Le défi d'aborder sans chef des œuvres toujours plus complexes avec des effectifs de plus en plus importants a constitué jusqu'à aujourd'hui le moteur et la dynamique de l'ensemble, l'étincelle qui le faisait avancer. Après avoir aussi brillamment relevé celui de La Mer cette année, avez-vous le sentiment d'avoir atteint un palier ? Les cassandres improvisées qui prédisaient une catastrophe artistique en sont quittes pour ravaler leur langue : « Das fonktionniert ! » Quel peut être le défi pour les dix prochaines années ?

Il y a aujourd'hui un palier de franchi dans la reconnais­sance du projet, c'est évident : nous existons depuis dix ans, le public est au rendez-vous, la qualité est là, et le coffret qui va sortir bientôt va montrer au grand public la qualité du travail qui a été fait. Les effectifs aujourd'hui pour des projets comme La Mer nous font aussi entrer dans une nouvelle économie. Je mesure à travers les expériences de mon métier de musicien avec les Dissonances et d'autres orchestres qu'il ne s'agit pas seulement d'arriver sans chef au résultat qu'on aurait avec lui. Le résultat lui-même est fondamentalement différent. Le son est différent, la musique est différente, l'énergie qui passe entre les musi­ciens et entre nous et le public n'est pas la même. Il n'est pas question de dire c'est mieux ou c'est moins bien : c'est radi­calement autre. Ce qui se construit avec les Dissonances, ce n'est pas la preuve qu'on peut y arriver sans chef, c'est une manière autre de vivre la musique, pour les musiciens et pour le public. Évidemment, en terme de répertoire, La Mer nous ouvre les portes et les yeux sur des horizons nouveaux, mais le vrai défi aujourd'hui va être de tenir cette qualité et de l'augmenter, d'arriver à faire fonction­ner une machine plus importante tout en conservant cette philosophie et en faisant vivre cette autre manière de faire et de vivre la musique. Et pour cela, il faut que cela reste exceptionnel, que le risque soit maintenu parce que c'est toujours là qu'on fait les meilleurs concerts. En espérant que dans dix ans, on puisse se retourner et voir un paysage musical modifié par cette aventure, y compris dans les grandes institutions, où se serait recréé un espoir collectif pour des phalanges qui parfois ont du mal aujourd'hui à être heureuses dans le fonctionnement traditionnel.
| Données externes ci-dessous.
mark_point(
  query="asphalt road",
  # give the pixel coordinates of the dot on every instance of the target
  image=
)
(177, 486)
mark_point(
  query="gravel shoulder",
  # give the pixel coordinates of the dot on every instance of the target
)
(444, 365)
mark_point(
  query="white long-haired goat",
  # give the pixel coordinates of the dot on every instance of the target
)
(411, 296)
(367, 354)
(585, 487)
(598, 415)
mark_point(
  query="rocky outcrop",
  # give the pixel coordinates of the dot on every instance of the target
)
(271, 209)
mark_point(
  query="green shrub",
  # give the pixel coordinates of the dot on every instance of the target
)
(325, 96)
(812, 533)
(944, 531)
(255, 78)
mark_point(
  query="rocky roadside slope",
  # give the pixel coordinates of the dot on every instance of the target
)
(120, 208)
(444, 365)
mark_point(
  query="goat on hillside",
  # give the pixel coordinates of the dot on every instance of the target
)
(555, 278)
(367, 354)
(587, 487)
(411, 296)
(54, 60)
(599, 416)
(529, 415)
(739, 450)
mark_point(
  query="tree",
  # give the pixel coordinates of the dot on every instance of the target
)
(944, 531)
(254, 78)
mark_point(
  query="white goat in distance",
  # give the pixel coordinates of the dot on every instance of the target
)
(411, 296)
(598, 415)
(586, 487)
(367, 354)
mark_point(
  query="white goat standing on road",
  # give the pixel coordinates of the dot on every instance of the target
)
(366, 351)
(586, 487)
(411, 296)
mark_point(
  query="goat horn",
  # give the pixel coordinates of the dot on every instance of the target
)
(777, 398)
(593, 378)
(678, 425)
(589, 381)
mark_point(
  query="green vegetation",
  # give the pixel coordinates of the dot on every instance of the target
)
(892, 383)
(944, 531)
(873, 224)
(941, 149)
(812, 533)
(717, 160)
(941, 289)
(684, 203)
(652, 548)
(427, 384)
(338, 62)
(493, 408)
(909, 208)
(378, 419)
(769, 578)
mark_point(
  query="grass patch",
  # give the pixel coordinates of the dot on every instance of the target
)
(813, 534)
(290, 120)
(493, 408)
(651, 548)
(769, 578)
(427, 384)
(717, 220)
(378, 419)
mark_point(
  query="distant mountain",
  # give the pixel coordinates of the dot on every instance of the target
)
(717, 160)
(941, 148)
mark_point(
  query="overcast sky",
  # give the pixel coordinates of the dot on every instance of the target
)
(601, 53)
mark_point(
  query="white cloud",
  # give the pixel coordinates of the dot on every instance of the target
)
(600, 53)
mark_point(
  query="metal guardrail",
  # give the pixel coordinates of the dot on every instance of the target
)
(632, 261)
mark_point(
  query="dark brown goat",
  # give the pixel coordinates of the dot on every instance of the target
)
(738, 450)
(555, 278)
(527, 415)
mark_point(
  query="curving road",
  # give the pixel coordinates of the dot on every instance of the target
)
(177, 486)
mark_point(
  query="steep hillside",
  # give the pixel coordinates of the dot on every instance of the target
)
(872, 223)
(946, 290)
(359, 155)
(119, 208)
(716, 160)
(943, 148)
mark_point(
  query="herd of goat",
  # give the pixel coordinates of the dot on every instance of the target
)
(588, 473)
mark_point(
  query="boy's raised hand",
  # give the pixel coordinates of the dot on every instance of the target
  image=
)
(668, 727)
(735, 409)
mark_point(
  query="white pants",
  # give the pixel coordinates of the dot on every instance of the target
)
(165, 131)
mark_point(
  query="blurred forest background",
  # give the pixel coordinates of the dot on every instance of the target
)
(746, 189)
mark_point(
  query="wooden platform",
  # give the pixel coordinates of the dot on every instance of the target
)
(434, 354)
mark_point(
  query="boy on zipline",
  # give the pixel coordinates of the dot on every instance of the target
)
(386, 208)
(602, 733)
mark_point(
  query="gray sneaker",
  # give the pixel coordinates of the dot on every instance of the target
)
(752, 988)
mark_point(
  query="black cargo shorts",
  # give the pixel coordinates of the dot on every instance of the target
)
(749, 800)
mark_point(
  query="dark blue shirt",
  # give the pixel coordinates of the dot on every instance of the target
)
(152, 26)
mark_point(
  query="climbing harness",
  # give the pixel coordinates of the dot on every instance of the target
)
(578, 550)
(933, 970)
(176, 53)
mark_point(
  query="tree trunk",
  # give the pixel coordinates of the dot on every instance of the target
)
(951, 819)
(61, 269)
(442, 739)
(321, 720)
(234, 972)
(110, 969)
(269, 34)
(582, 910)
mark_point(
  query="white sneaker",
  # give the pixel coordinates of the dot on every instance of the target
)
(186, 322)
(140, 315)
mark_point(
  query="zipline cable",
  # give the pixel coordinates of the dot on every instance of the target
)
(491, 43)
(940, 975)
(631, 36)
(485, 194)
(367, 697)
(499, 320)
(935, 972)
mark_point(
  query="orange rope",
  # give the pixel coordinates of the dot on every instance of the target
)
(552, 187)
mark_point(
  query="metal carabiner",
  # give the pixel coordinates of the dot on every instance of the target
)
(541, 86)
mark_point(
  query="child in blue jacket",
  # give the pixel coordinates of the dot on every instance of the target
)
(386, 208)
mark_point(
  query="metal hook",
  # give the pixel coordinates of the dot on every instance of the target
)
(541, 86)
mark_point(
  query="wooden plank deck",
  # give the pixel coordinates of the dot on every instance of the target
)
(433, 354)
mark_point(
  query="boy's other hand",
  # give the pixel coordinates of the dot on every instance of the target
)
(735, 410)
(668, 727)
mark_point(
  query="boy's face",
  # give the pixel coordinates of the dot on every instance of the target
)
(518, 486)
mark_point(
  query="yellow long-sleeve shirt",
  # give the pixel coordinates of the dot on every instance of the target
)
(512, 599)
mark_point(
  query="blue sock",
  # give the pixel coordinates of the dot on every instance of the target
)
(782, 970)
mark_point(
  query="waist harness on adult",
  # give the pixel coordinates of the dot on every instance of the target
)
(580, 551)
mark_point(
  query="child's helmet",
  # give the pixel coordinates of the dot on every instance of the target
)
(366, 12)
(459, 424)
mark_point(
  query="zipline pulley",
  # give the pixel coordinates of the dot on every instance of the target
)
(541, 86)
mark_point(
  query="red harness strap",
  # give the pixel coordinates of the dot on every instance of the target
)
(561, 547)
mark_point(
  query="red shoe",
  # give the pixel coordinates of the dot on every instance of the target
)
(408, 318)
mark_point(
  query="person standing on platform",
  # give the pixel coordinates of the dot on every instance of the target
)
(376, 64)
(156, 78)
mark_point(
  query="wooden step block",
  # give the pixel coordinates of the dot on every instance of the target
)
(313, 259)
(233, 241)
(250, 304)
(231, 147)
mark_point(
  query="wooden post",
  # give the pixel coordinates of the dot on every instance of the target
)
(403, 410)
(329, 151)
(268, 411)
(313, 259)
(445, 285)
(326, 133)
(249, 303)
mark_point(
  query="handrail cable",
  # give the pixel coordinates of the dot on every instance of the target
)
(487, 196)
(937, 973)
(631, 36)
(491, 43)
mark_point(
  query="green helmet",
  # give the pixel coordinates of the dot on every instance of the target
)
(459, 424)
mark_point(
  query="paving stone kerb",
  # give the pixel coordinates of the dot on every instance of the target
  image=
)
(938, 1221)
Comment s'effectue le travail en répétition ? L'esprit de la musique de chambre, quand on est quatre, on comprend que ça puisse marcher, mais quand on est 75 comme dans La Mer... Quel mode de fonctionnement avez-vous ?

Tout le monde travaille avec la partition complète. Dans un premier temps, je fais une partie du travail d'un chef d'orchestre, j'organise les choses pour que chacun prenne conscience de son rôle et de tout ce qui se passe musicale­ment autour de lui. Mais l'objectif, c'est qu'à l'arrivée il y ait 75 chefs d'orchestre, c'est-à-dire que chacun des musiciens présents soit pleinement conscient de toute la mécanique dans laquelle il se trouve, et ensuite qu'on laisse parler cette musique. Contrairement à ce qui se passe avec un chef, la musique ici ne se fait que par l'écoute et par l'inter­action entre les musiciens. Il n'y a absolument aucune prise de pouvoir individuelle sur le texte musical, c'est au contraire le texte qui doit prendre le pouvoir sur tous les individus. Pour cela il faut qu'on arrive à une connais­sance, chacun, et à une ouverture des uns vers les autres qui fait qu'une mécanique naturelle se met en place. C'est presque magique, mais la musique n'est rien d'autre. Le fait d'y ajouter des visions personnelles ne fait que l'amoindrir. Quand on a 75 musiciens à fond les uns avec les autres et qui possèdent parfaitement ce qu'ils doivent faire tout en ayant conscience de tout ce qui se passe autour, ça fonc­tionne tout seul. Il n'y a besoin de rien d'autre que de ce fonctionnement organique. On ne cherche pas à réinven­ter quoi que soit, mais à dévoiler, le plus sincèrement pos­sible et le plus humblement possible, ce qui est entre nos mains à chaque fois. Nous sommes des passeurs, juste à l'écoute du texte. Et on s'aperçoit que ce qui est miracu­leux dans la musique savante, c'est l'existence même du langage. Il suffit que tout sonne et soit à sa place, comme un vitrail. Nous essayons de rentrer à l'intérieur de l'œuvre d'une manière collective et transparente. En réécoutant tous nos concerts pour préparer le coffret des 10 ans, je me suis d'ailleurs aperçu que ce qui caractérise peut-être le plus notre approche, c'est cette transparence. On entend tout ce qui est dans la partition.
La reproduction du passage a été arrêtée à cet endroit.